The account provided by the Palestinian woman, who lives in Deir al-Balah in the centre of the Gaza Strip, cannot be independently verified.

The World Health Organization (WHO) warned on Wednesday against a deadly hunger crisis in the Gaza Strip, with the agency’s chief stressing that famine was “another killer” facing civilians.

Mohammed Judi, who used to weigh 84 kilograms, says he has lost around 30 kilograms since the start of the Gaza war following the Hamas attacks on southern Israel in October 2023.

He now feels dizzy all the time, says the father of five.

Judi’s six-year-old daughter is gradually losing her hair due to malnutrition, he says. “We are dying quietly,” says the 37-year-old. dpa cannot verify his account.

Fight for relief supplies

Palestinians struggle to get donated food at a community kitchen in Khan Younis, Gaza Strip, Monday, May 5, 2025. (AP Photo/Abdel Kareem Hana)

An Israeli government spokesman admitted on Wednesday that there is indeed hunger in the Gaza Strip, but stressed that this was not Israel’s fault.

Instead, he blamed Palestinian extremist group Hamas, accusing it of trying to prevent the distribution of aid to the population and hijacking aid lorries and selling them on to traders at high prices to pay their fighters.

Many Gazans report that they are surviving on one meal a day, as the little food that’s sold at markets is very overpriced, making them dependent on aid deliveries of which they say too little reaches the strip.

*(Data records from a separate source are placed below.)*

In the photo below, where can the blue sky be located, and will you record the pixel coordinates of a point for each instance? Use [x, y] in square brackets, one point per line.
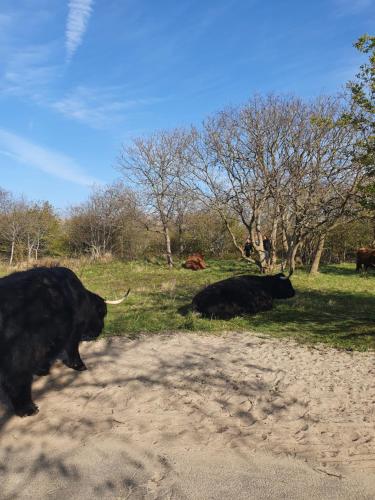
[78, 78]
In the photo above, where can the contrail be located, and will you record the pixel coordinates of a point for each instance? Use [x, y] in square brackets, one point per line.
[78, 18]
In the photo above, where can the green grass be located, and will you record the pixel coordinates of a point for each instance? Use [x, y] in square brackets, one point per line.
[336, 307]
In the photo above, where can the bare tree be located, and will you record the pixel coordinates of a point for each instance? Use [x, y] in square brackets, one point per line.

Locals also told dpa about violence and chaos that broke out at aid distribution points.

Once new deliveries arrive, the news is shared mouth-to-mouth and via social media, they say.

Gazan Mohammed Salem reports of one time when men were pushed in the waiting crowd and a boy collapsed as a result. “People just stepped over him.”

Salem doesn’t know what happened to the boy, he says. Those who are weak or old are left empty-handed in the fight for relief supplies, according to the 41-year-old.

According to the UN Human Rights Office, more than 1,000 people have died so far while trying to get food, with 766 killed near the controversial distribution centres operated by the Israel- and US-backed Gaza Humanitarian Foundation (GHF).

Some 288 people were killed “near UN and other humanitarian organizations’ aid convoys,” said spokesman Thameen Al-Kheetan.

GHF aid not properly distributed, Gazans say

Hiba al-Chatib, 28, reports that a man recently elbowed her hard in the chest and then stole a box of food from her, an aid parcel received from GHF.

GHF drivers simply throw the parcels onto the ground and then drive away, with no one around to distribute the aid, says the young woman.

Other residents from the Gaza Strip have backed her account of this behaviour. The GHF did not respond when asked for comment.

“Not even animals would be treated like this,” says al-Chatib. The boxes distributed by GHF contain contain rice, chickpeas, milk powder, oil and tinned beans, among other items, she says, adding that one parcel is enough to feed her family of six for four days, though they only eat once a day.

“People are dying from lack of humanitarian assistance every day, and we are seeing this escalate day by day,” said Ross Smith, director of emergency preparedness and response at WFP, in New York earlier this week.

“Malnutrition is surging with 90,000 women and children in urgent need of treatment,” the organization has said.

©2025 dpa GmbH. Distributed by Tribune Content Agency, LLC.